Şöyle düşünün: IŞİD'lilerle ilişkili ve Gar Katliamı şüphelisi olan bir şahıs çıkıyor karşınıza. HDP ve Cumhuriyet gazetesine bombalı saldırı ihtimali var. Hemen o şahsın da yakalanmasını istemez misiniz? Ancak savcı bunu istememiş. Evet, saldırılar yapılmadı ancak ya yapılsaydı? Çünkü bu şahıs bir canlı bomba ve sokaklarda. Kardeşleri gözaltına alınmış, planı sekteye uğratmak istemeyecekti belki. Eğer plan başarıya ulaşsaydı savcılık bu sorumluluktan nasıl kaçınacaktı? Bilmiyoruz. 

Bir canlı bombanın sokaklarda cirit atmasına, her an saldırı gerçekleştirmesine göz yumulduğunu biliyoruz.

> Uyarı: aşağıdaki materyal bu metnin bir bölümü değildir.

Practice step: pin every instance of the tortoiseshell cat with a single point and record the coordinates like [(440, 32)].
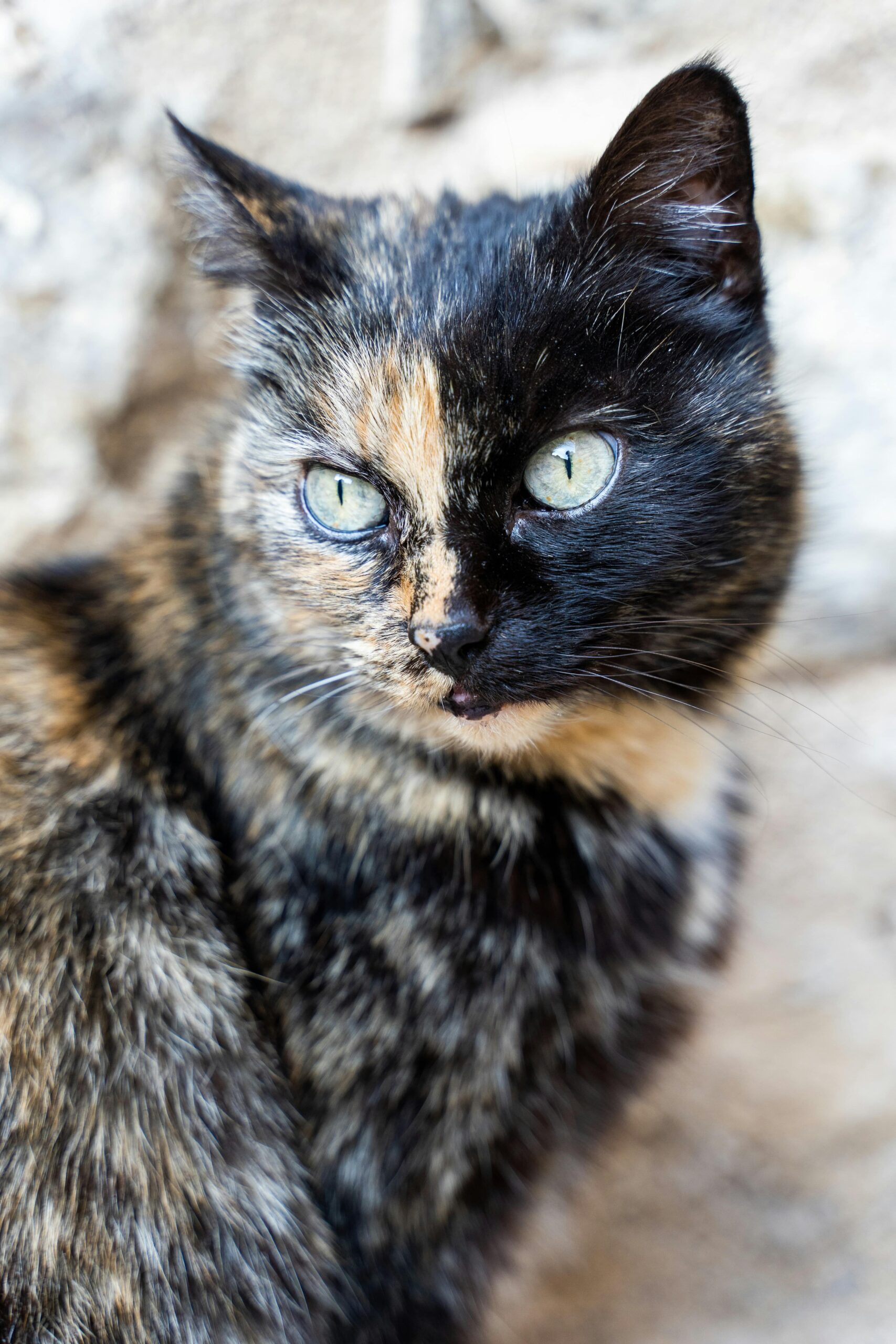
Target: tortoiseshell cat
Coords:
[(361, 836)]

Ta ki günler öncesine dek. Cebael, 16 Ekim'de Gaziantep'te hücre evine yapılan baskında kendini patlatarak öldürdü. 1 yıl önceki soruşturmaya dahil edilseydi belki yakalanmış olacaktı. Neden o dönem yakalanmadı da 1 yıl sonra "yakalandı" kimbilir...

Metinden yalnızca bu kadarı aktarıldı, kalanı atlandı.